In commercial use, titanium alloys are used anywhere strength and weight are an issue. Bicycle frames, automobile and plane parts, and structural pieces are some common examples. In medical use titanium pins are used because of their non-reactive nature when contacting bone and flesh. Many surgical instruments, as well as body piercings are made of titanium for this reason as well, according to Brendan McGuigan of WiseGeek.Com.

Because of its resistance to sea water, titanium can be found in the moving parts of ships such as propellers and rigging. Want to know why Porsche and Ferrari cars move so fast? Look under the hood and you’ll find titanium alloys in engine components.

Ever wondered what causes rubies and sapphires to sparkle? The answer lies in titanium. Jewelry made from titanium can be colored easily and is less likely to cause allergic reactions. And if you’re happy with the way your newly painted room looks, thank titanium too. It’s also found in your favorite sunscreen that you bring to the beach.

In fact, the most common derivative of titanium is titanium dioxide which is primarily used in the production of white paint. This accounts for about 50 percent of titanium applications. We see about 40 percent of titanium production used in the manufacture of paper and plastic products. Its qualities allow paper to take on an opaqueness quality. Titanium dioxide is also commonly used in fabrics and textiles, ink, flooring materials and ceramics.

By far, the greatest application of titanium is in the manufacture of aircraft and spacecraft which accounts for 65 percent of all titanium sold in the market. The military relies heavily on titanium to make helicopters, missiles, submarines and airplanes. These are just some of the extraordinary uses of titanium.

Titanium Rings – The Pros and Cons

Titanium provides several unique factors that make it a great metal for jewelry. Titanium is very affordable, making titanium wedding bands a popular option. Titanium rings also come in many variations and can be engraved so each titanium ring can be unique.

It’s strength and durability make titanium a great choice for a ring. Titanium is the hardest natural metal in the world making it a very durable option. It is very strong and is three times the strength of steel and much stronger than gold, silver, or platinum. Titanium is also very light weight. It’s more resistant to dents and scratching than other metals as well.

Pure titanium is safe for anyone to wear as it is 100% hypoallergenic so it will not react to skin as some other metals do. Titanium does not react to sunlight or salt water as some other metals do. This is especially important for titanium wedding rings which will be worn every day for many years.

Titanium does not require any special maintenance to keep it looking its best. Unlike white gold rings, which often have a coating to help them stay more white, titanium rings do not require a coating. The natural color of titanium will not fade. To clean a titanium ring, a soft cloth and warm soapy water can be used.
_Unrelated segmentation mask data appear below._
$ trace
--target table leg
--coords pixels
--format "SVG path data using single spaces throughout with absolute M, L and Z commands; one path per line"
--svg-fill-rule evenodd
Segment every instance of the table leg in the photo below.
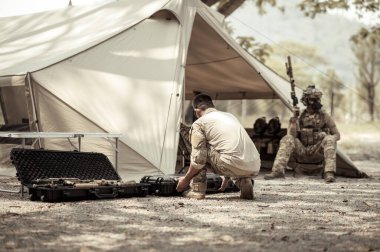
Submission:
M 81 147 L 82 147 L 82 137 L 78 136 L 78 150 L 79 150 L 79 152 L 81 151 Z

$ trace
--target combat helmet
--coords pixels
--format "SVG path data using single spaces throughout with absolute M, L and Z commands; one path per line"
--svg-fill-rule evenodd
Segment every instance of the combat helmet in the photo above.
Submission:
M 301 102 L 303 105 L 309 105 L 309 100 L 321 101 L 322 92 L 315 88 L 315 85 L 309 85 L 302 93 Z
One of the drawbacks to titanium rings is that they are not able to be resized. Since titanium is so strong and durable, once the ring is made, it cannot be made larger or smaller. This should be considered when buying a wedding band that you plan to wear for the rest of your life.

Another concern some people have about titanium is whether or not it can be cut off in case of an emergency. Titanium can be cut off but it may take longer than a gold or platinum ring. Most hospitals and jewelers carry necessary tools to remove a titanium ring if an emergency occurs.

As with any jewelry item, it is important to make an informed decision about titanium rings. They do offer affordability and are hypoallergenic. However, not being able to be re-sized can be a drawback for some people.